NGS enables clinicians to precisely prescribe medication based on an individual patient’s genetic information. In the future, this will become far more common. NGS may also influence the development of drugs at the outset.
Researchers expect that NGS can be used to perform blood-based cancer tests to provide early detection of cancer within the near future. Estimates of when this will happen range from within the next few years to 10 years, at the outside.
Further into the future, NGS may be used for other routine tests to detect mutations and epigenetic changes as part of regular medical check-ups.
Greater detection of rare genetic disorders
Researchers recently found that whole genome sequencing vastly improves the ability to detect rare genetic disorders.
In the more distant future
Some researchers foresee that gene sequencing may bring drastic changes to our way of life, even heavily modifying Darwinian evolution, as we become increasingly able to manipulate and edit our own genomes.
Sequencing is likely to become ubiquitous. It will be possible to non-invasively sequence every individual before birth — which raises important issues of privacy.
Researchers are starting to use NGS to better understand the extinction of animal and plant life at the end of the last ice age. Their method was to analyze the DNA found in different layers of soil, which provided information on life forms through different time periods. Future applications of this knowledge include being better able to preserve biodiversity.

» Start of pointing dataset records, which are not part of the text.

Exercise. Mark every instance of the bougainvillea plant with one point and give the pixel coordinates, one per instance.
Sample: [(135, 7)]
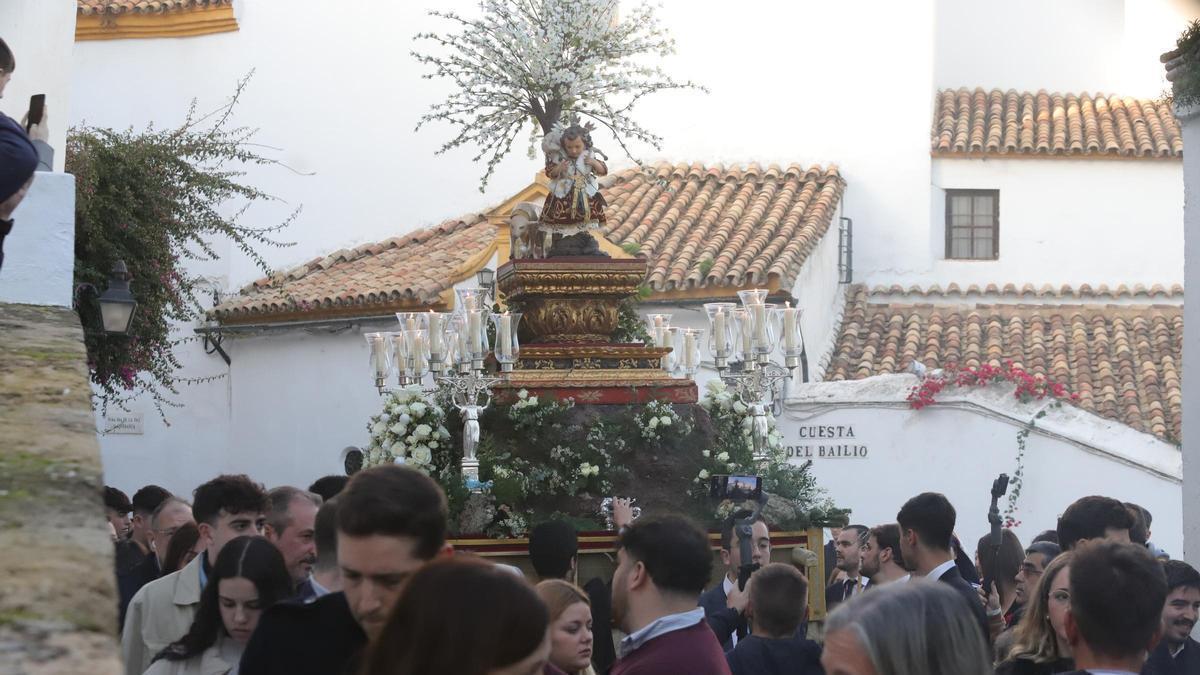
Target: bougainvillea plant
[(1029, 387), (159, 199)]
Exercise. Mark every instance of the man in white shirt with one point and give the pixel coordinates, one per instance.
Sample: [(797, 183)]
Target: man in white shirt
[(881, 560)]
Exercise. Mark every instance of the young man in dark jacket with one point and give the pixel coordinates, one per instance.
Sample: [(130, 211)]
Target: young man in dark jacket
[(1177, 653), (778, 604)]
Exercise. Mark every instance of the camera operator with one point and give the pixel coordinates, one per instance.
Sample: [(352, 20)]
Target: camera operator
[(725, 603)]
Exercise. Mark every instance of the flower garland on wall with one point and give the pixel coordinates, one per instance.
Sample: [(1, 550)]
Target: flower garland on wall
[(1029, 387)]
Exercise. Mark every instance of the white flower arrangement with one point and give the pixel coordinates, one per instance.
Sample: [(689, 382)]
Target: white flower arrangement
[(407, 430), (657, 417)]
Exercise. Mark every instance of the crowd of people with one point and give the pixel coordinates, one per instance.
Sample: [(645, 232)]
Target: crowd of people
[(357, 577)]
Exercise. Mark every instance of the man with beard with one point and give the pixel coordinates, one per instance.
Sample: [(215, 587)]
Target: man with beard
[(927, 527), (881, 561), (663, 565), (1177, 653), (291, 526), (847, 547), (725, 603), (390, 521)]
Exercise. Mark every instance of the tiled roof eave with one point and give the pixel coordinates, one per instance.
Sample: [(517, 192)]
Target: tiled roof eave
[(1123, 360)]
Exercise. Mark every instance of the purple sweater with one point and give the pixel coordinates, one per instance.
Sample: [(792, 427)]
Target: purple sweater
[(689, 651)]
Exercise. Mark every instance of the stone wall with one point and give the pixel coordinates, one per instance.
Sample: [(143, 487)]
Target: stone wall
[(58, 601)]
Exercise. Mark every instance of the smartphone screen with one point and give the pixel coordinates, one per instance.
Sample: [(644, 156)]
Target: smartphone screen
[(36, 109)]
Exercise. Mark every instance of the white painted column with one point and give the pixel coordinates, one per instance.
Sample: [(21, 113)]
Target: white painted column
[(1189, 119), (41, 35)]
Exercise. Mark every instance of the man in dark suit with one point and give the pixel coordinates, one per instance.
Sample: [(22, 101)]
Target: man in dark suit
[(391, 521), (725, 603), (1177, 653), (927, 525), (847, 555), (1116, 607)]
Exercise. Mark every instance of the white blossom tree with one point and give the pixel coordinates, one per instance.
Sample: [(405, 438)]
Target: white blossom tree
[(538, 60)]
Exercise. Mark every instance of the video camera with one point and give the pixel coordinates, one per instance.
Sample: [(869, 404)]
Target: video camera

NGS will have a profound effect on our future. In the distant future, it may change the course of human evolution. In the near future, it will improve cancer diagnosis and individualized treatments. Somewhere in-between, it may become available to all and become a common diagnostic tool used at routine medical check-ups. Along the way, we will have to address privacy issues, but overall, there is a huge potential for NGS to vastly improve the ability of clinicians to diagnose and treat disease. Applications beyond medicine are still in their infancy and likely will include some uses that we can’t even imagine yet.